Published on July 12th, 2013 | by Josh Chapdelaine0
Ruben Tejada’s Struggles Continue in Las Vegas
The New York Mets looked forward to 2013 being a stepping stone year toward contention in the near future. Ike Davis, Daniel Murphy, Ruben Tejada, and David Wright were scheduled to enforce a potentially elite offensive infield, and all signs pointed to that statement being supported as Ruben Tejada took Stephen Strasburg deep during his first spring training plate appearance.
If one were able to split Tejada’s season into two parts, his first plate appearance would be the successful half. His results have been depressing ever since.
Tejada posted a .209/.267/.262 clip in 204 plate appearances this year before being placed on the 15-day disabled list on May 29th after an errant slide led to a quadricep injury. Omar Quintanilla replaced the Panama native and hasn’t looked back, posting a .246/..319/.359 line in 161 plate appearance. Tejada has now found himself struggling to put anything together in Las Vegas after being optioned following his rehab assignment.
Tejada has a wretched .189/.279/.243 clip through his first 37 ABs in Vegas. While 37 ABs is truly a small sample size, his continued struggles are worrisome for the future of the organization. Quintanilla has filled in beautifully for the 23-year-old, but nobody is ready to appoint the 31-year-old as the future of the Mets organization. He has filled in admirably and has been the definition of replacement level player with a 0.0 bWAR (Although FanGraphs values him slightly higher at 0.3 fWAR).

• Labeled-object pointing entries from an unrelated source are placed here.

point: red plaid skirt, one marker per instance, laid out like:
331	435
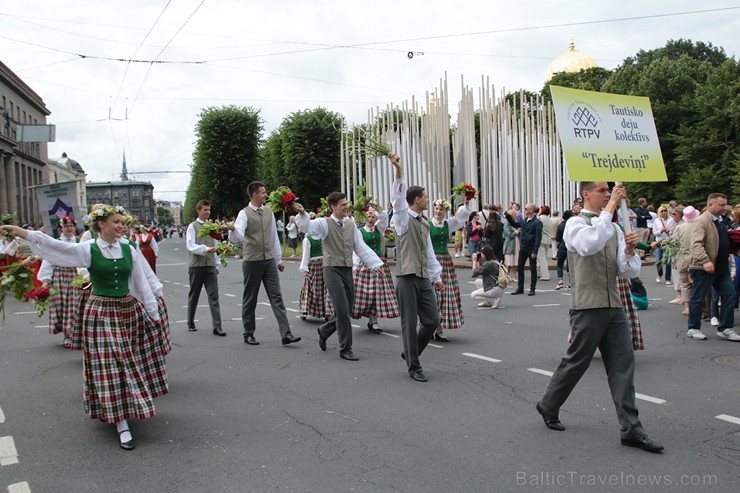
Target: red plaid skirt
314	301
629	307
448	301
374	294
123	368
63	305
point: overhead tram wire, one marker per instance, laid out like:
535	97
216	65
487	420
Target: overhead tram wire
322	47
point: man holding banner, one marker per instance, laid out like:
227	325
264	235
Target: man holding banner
597	252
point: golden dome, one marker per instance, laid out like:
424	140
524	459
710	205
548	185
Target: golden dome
571	61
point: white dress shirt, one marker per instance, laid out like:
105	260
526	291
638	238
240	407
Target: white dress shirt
240	226
401	213
319	229
588	240
46	271
78	255
194	247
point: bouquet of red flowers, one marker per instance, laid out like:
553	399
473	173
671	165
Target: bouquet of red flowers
281	200
40	298
209	228
464	189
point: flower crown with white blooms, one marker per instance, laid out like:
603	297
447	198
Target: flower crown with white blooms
109	210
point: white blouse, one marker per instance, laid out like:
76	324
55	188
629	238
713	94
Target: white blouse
65	254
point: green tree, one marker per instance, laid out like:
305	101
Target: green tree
310	153
225	158
164	216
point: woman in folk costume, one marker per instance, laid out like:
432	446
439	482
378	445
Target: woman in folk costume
314	301
147	246
63	305
123	368
375	293
448	301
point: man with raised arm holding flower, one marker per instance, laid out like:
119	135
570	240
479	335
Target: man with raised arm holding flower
203	269
597	252
340	239
255	229
417	266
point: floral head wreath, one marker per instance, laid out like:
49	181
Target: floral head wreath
105	211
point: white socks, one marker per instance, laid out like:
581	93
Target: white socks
123	431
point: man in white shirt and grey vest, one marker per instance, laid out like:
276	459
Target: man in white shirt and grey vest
417	268
203	269
597	252
262	259
340	238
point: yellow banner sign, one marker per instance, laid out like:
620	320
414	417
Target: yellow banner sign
607	137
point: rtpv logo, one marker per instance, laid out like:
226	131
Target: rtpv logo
584	117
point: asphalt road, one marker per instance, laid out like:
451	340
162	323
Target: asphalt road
273	418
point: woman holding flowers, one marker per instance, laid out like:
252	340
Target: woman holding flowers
448	300
64	303
124	370
375	294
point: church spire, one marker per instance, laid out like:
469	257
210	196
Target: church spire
124	171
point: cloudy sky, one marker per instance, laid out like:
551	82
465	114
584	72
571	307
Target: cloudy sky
282	56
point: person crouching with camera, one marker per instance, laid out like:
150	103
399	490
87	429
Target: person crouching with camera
490	290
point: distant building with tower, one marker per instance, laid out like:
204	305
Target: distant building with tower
137	197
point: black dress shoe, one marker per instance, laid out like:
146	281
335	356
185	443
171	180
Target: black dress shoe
552	422
322	341
419	376
127	445
644	443
440	338
290	338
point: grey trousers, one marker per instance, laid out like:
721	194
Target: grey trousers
418	304
341	287
606	329
256	273
199	277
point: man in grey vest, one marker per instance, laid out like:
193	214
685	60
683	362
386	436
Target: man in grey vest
417	265
340	238
255	230
203	269
597	252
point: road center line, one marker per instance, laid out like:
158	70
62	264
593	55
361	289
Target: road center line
8	452
729	419
648	398
484	358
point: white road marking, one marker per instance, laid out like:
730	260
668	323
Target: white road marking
654	400
729	419
8	453
484	358
541	372
19	488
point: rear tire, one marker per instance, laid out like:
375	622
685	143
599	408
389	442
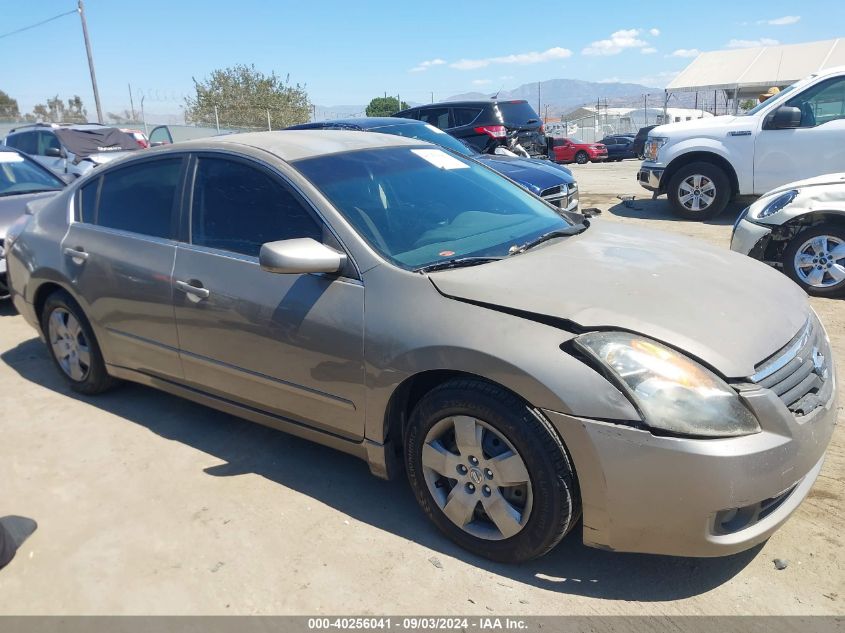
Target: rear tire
821	250
699	191
72	345
472	448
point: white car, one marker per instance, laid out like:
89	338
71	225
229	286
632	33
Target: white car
702	164
799	227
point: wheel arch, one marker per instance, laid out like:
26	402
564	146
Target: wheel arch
700	156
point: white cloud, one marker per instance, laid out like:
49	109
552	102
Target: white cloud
519	58
422	66
616	43
784	21
763	41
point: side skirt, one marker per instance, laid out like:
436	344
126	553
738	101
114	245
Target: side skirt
371	452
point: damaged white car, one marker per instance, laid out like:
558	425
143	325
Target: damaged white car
799	227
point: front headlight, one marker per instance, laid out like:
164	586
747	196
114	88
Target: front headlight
652	147
776	204
673	392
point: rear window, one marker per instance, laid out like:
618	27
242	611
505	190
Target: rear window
518	113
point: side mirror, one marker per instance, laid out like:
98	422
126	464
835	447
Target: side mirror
300	256
785	118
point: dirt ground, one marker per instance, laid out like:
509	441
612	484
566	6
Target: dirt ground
148	504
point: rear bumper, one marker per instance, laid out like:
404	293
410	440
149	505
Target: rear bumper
667	495
650	177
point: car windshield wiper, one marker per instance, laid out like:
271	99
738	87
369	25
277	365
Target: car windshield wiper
545	237
458	262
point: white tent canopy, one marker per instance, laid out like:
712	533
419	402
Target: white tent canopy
748	70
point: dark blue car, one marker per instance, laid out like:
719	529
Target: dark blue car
554	183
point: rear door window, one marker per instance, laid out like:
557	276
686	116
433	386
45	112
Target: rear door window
238	207
140	198
464	116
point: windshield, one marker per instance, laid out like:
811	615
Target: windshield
19	176
425	132
768	101
418	206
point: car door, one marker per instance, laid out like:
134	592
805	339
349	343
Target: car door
815	147
290	345
119	253
50	152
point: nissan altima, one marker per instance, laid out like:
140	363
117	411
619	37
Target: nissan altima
409	306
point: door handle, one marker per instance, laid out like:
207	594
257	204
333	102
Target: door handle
76	254
197	291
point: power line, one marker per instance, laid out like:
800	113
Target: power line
32	26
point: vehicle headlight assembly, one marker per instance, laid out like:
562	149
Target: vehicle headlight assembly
672	392
776	204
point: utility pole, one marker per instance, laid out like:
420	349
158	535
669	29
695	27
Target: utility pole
131	103
81	9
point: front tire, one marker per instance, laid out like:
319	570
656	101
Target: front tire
699	191
490	471
815	260
72	345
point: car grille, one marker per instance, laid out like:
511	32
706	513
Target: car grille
799	371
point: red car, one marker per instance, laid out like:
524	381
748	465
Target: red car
568	150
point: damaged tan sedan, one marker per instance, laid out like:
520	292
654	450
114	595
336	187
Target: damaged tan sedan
409	306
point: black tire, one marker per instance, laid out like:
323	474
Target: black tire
714	175
556	503
95	379
836	231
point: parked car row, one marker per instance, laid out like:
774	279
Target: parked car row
401	301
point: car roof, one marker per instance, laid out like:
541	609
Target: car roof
291	145
357	123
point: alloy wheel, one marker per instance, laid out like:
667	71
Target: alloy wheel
696	192
69	345
820	261
477	478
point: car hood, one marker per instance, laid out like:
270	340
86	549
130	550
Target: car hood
13	207
727	310
719	125
534	174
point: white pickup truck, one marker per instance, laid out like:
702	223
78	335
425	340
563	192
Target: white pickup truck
701	165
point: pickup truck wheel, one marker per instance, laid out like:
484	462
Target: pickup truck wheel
815	260
699	191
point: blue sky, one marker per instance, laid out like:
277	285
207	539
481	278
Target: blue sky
347	52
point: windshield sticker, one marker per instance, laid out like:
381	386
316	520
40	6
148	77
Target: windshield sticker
439	158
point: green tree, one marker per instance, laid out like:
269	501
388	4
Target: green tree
8	107
55	111
243	96
385	106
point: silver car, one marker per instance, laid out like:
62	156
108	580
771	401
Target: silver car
407	305
799	228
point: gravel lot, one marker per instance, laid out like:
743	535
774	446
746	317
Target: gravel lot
150	504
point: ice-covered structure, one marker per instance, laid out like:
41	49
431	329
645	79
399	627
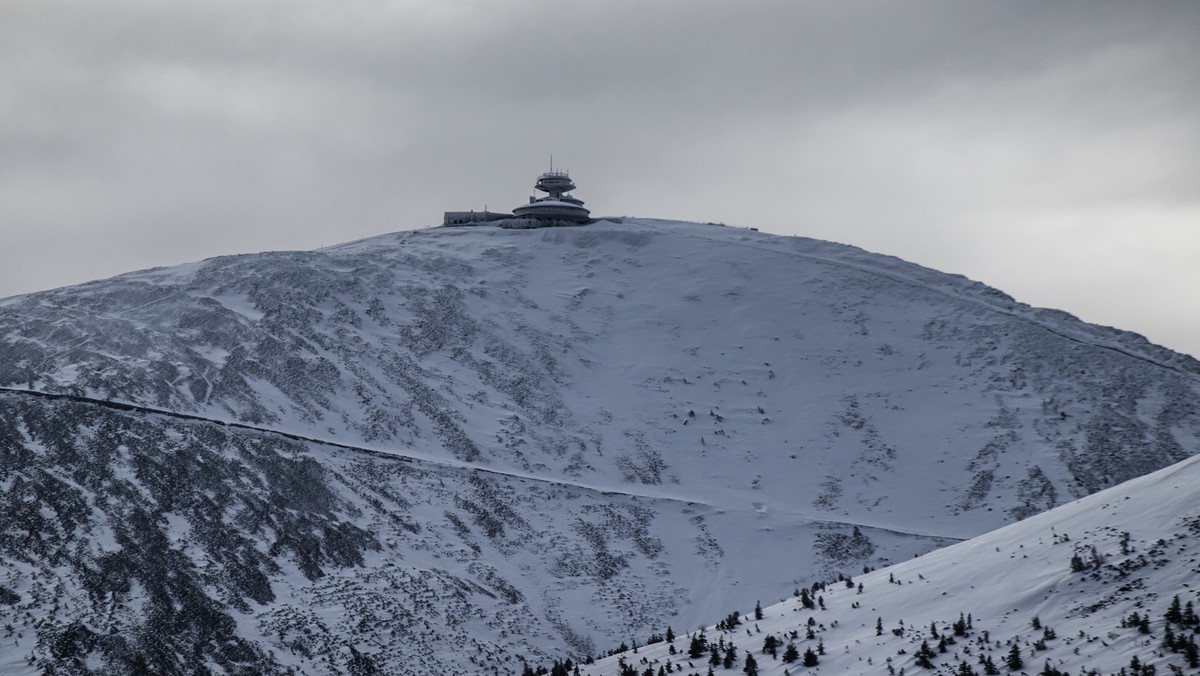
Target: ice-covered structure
557	205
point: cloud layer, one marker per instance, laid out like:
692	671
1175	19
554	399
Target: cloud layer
1048	149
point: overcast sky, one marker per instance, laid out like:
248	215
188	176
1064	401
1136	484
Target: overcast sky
1049	149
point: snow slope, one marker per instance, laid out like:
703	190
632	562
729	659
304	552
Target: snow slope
532	441
1146	533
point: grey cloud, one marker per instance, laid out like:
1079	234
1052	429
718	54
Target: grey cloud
136	133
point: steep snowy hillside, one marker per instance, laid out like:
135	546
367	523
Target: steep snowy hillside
463	448
1105	584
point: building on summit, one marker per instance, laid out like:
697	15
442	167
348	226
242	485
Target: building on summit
557	204
558	207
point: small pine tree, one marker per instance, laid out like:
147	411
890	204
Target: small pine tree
924	656
1013	660
751	666
1077	563
1175	611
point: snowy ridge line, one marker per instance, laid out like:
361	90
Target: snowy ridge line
411	459
915	282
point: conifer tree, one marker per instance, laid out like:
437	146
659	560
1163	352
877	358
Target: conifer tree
1013	660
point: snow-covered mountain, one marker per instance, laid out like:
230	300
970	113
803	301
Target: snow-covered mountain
1105	584
462	449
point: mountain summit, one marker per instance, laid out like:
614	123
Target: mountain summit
465	448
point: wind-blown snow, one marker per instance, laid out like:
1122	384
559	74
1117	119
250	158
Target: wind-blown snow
540	442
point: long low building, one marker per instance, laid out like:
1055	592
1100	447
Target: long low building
468	217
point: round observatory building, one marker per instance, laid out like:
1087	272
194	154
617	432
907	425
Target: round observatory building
557	205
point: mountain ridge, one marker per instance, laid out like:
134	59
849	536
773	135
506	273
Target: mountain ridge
603	423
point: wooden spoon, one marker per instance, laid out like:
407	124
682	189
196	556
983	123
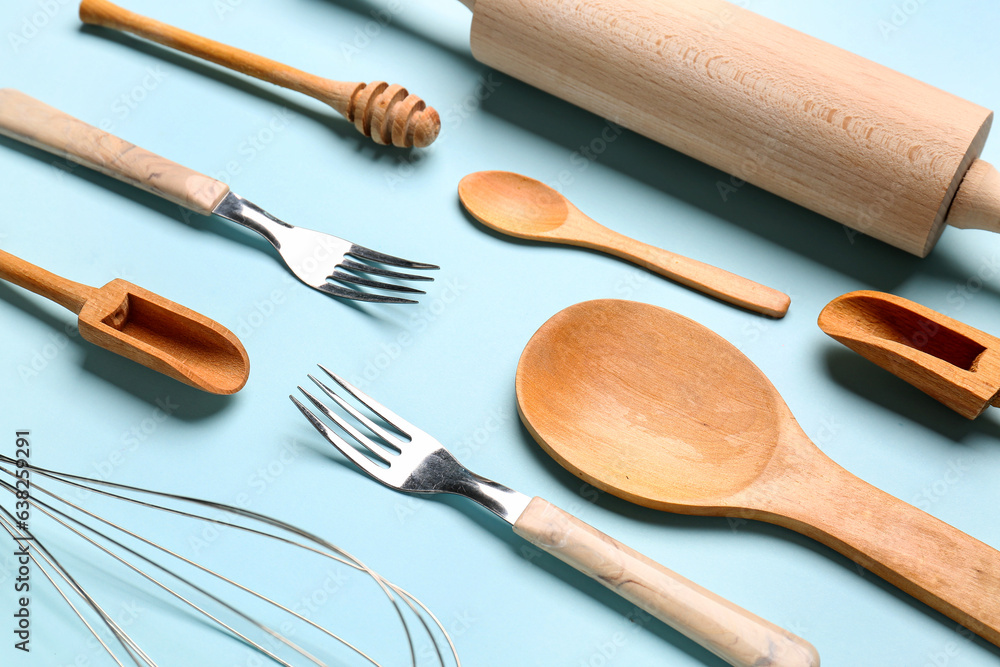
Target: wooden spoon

Tejada is in the unenviable position of needing to earn his starting role back in the major leagues. For him to even reach the major league level once again he’ll need to have a sustained period of success in Vegas, which means he may not be back in Flushing until August or September.
The team has performed well in Tejada’s absence, but that’s not to say he was the problem. A healthy and productive Tejada is much more valuable to the club than Quintanilla’s and the sooner the Mets can find that shortstop, the better the organizational outlook will become.